Edit: I’ve gone ahead and built up a basic example of what this might look like. You’ll find the resources here: https://objlune-my.sharepoint.com/:f:/g/personal/albertsn_ca_objectiflune_com/EjGvHUB7KzpIk0fF4H_y_qgB21DOx2DxqsXmBH0RrTO41w?e=YeZ2Td
I assumed that every page of each doc type contains the invoice number in the exact same place. That is to say, DocType1 has it at X on every page and DocType2 has it at Y on every page.
var zeDocType1 = boundaries.get(region.createRegion(180,1,200,30));
var zeDocType2 = boundaries.get(region.createRegion(1,1,40,30));
if(zeDocType1[0]!=boundaries.getVariable("lastDoc1") || zeDocType2[0]!=boundaries.getVariable("lastDoc2")){
boundaries.set();
}
boundaries.setVariable("lastDoc1",zeDocType1[0]);
boundaries.setVariable("lastDoc2",zeDocType2[0]);
This is a modification of the example provided in my previous link about scripted boundaries. DocType1 in my example has a customer number in the upper right, whereas DocType2 has it in the upper left. So the first thing we do is to store these regions in variables.
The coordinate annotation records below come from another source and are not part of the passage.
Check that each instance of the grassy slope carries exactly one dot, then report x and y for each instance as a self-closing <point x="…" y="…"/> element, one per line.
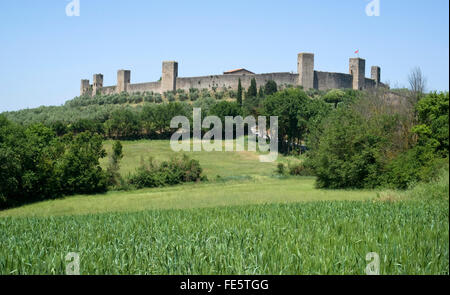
<point x="248" y="181"/>
<point x="227" y="227"/>
<point x="224" y="164"/>
<point x="308" y="238"/>
<point x="262" y="191"/>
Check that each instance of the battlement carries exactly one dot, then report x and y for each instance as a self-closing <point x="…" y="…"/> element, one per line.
<point x="306" y="76"/>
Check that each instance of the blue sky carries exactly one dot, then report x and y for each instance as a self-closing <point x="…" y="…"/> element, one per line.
<point x="44" y="53"/>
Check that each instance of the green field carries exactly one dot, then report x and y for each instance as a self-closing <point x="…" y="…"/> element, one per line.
<point x="247" y="221"/>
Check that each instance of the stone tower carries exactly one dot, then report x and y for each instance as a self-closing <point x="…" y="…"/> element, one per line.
<point x="84" y="88"/>
<point x="305" y="67"/>
<point x="123" y="79"/>
<point x="375" y="74"/>
<point x="358" y="70"/>
<point x="169" y="76"/>
<point x="97" y="83"/>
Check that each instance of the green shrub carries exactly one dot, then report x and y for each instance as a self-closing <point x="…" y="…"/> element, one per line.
<point x="281" y="169"/>
<point x="299" y="169"/>
<point x="175" y="171"/>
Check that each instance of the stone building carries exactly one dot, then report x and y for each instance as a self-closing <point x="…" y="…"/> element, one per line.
<point x="306" y="76"/>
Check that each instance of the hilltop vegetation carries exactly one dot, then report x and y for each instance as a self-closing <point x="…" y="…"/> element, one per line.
<point x="354" y="139"/>
<point x="248" y="217"/>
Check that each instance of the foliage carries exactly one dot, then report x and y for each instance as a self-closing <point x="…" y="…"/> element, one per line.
<point x="354" y="147"/>
<point x="175" y="171"/>
<point x="239" y="93"/>
<point x="252" y="90"/>
<point x="270" y="87"/>
<point x="113" y="169"/>
<point x="35" y="164"/>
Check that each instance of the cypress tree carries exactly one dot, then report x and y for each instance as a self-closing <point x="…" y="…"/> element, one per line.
<point x="252" y="90"/>
<point x="239" y="94"/>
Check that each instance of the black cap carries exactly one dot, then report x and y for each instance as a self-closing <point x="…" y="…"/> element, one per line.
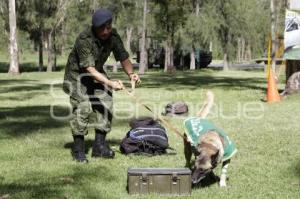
<point x="100" y="17"/>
Next is a simple condition to compare our current values to any previously stored value. If they are not equal, we set our boundary.
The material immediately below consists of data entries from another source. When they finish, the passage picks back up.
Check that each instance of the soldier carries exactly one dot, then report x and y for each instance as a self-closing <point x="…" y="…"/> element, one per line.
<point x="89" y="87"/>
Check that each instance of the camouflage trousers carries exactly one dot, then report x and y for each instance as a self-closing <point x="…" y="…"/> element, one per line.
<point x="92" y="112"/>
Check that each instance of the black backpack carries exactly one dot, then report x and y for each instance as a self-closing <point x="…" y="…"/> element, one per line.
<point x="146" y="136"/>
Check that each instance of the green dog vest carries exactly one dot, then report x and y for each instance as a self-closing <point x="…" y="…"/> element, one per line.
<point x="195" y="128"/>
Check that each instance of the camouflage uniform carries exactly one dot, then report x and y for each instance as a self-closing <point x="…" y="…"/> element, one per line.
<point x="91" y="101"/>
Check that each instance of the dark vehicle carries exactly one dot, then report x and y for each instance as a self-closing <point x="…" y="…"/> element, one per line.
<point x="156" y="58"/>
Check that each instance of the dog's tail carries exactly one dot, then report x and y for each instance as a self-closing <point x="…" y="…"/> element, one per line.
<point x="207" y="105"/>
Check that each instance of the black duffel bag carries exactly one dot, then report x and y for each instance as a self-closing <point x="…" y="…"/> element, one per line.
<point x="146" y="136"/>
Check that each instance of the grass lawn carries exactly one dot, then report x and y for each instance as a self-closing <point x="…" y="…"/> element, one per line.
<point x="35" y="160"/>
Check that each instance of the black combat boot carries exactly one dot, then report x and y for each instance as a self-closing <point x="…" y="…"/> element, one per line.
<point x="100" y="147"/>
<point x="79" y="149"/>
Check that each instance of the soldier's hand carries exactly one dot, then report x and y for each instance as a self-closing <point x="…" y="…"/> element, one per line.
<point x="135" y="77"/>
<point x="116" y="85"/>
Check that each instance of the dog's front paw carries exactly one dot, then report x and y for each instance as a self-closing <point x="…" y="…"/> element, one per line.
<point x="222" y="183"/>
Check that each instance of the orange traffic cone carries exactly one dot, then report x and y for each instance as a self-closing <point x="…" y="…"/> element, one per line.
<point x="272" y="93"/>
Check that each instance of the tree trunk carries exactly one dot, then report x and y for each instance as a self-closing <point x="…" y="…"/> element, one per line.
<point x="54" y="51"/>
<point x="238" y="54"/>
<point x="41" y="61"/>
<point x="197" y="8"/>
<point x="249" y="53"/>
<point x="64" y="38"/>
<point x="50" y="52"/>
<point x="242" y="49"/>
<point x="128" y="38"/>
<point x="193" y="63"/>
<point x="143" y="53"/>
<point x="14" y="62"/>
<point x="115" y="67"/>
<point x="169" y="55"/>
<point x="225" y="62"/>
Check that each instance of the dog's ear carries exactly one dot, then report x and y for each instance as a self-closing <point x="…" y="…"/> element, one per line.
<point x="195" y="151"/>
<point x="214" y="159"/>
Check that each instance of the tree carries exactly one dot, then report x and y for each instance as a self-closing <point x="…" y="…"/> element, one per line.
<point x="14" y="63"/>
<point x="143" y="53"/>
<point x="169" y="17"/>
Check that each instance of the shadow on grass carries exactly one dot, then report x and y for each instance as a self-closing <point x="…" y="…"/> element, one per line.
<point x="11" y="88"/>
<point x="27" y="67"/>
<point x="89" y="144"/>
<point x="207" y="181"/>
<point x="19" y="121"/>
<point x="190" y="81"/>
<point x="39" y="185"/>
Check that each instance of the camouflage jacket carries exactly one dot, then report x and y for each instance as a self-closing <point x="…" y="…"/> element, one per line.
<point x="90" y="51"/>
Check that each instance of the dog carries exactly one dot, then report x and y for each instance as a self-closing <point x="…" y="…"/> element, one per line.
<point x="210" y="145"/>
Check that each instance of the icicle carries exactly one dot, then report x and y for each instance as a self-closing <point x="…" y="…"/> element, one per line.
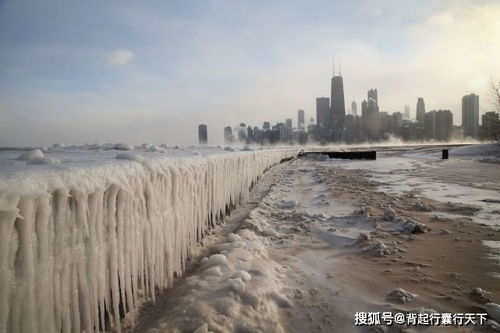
<point x="73" y="258"/>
Finally, we actually store our current value as the ‘previous’ value. This way when the script loops at the next record, it will know what the previous record contained.
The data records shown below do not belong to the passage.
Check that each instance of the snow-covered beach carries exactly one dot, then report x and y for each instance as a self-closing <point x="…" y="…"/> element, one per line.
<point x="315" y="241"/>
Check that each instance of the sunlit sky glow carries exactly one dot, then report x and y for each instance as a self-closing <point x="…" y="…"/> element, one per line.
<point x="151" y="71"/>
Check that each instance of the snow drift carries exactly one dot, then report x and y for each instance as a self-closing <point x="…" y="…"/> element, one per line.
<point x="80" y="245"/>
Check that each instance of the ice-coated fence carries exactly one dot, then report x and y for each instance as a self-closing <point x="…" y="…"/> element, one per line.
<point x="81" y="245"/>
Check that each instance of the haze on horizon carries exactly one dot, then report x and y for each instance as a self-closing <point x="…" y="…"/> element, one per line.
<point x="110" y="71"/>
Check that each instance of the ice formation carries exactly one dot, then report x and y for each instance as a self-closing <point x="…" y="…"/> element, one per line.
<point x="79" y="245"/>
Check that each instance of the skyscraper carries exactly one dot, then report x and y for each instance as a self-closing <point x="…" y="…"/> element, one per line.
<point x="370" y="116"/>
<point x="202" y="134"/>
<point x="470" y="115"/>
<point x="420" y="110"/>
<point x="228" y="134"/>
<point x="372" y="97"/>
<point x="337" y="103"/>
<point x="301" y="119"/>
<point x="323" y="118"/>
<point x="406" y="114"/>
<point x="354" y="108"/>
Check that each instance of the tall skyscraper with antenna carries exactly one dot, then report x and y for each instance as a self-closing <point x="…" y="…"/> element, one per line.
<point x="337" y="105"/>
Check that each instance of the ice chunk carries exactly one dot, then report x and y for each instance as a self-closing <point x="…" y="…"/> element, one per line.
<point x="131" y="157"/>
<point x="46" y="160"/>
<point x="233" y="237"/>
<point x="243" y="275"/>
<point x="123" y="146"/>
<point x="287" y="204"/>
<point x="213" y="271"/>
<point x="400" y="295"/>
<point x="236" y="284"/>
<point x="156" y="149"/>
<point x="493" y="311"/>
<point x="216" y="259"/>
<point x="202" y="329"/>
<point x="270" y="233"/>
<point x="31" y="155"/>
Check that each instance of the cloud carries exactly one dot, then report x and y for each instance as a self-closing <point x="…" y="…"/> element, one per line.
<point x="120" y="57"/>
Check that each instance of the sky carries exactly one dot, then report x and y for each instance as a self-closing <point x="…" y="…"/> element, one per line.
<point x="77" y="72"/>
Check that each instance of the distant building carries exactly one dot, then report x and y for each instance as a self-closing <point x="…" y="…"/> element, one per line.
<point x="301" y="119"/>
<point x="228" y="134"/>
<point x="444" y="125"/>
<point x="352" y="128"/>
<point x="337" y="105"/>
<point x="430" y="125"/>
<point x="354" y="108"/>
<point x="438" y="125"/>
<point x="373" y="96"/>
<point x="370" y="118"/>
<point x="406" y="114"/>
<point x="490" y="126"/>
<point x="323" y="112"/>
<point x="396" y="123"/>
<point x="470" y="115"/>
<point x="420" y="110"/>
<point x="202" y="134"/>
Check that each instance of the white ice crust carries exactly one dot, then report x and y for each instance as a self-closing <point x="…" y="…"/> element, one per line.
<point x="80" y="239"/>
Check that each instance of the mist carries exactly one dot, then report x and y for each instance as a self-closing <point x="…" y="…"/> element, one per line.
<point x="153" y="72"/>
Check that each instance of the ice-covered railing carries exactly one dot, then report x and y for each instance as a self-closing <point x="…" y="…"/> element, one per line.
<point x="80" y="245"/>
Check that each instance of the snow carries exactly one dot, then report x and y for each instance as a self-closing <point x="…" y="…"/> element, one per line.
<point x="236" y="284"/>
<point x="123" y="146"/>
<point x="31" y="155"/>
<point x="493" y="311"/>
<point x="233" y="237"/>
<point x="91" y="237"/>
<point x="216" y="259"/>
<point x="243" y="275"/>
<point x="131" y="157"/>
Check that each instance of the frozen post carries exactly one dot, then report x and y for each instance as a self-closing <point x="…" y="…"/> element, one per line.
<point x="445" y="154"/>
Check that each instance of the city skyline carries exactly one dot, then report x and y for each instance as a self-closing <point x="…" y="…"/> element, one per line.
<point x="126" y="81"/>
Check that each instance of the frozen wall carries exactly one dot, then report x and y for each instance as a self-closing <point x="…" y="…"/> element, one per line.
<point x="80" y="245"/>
This gets us our boundaries nicely defined and my 314 page sample data gets broken up into 78 records as expected. Each of those records contains a variable number of pages (in reality it’s either 3 or 5 since I didn’t take a lot of time making truly random sample data).
The template then uses the orginal PDF pages as the background and I overlay a bit of data on that. Nothing fancy here. I’m just taking data off of the page and reprinting it. But this could represent a barcode or a fully re-designed and ‘normalized’ template.
I’ve also included the Job and Output Presets. The job is doing nothing more than your two level sort. First on my customer number, then on my doc type. A note on the doc type. In my case, it was written clearly on the page and I simply extracted the text into a datamapping field. In reality this is not likely to be so simple. Instead, some sort of condition would be required in the datamapper to determine which type of document we’re currently looking at, and then store your value in a datamapping field.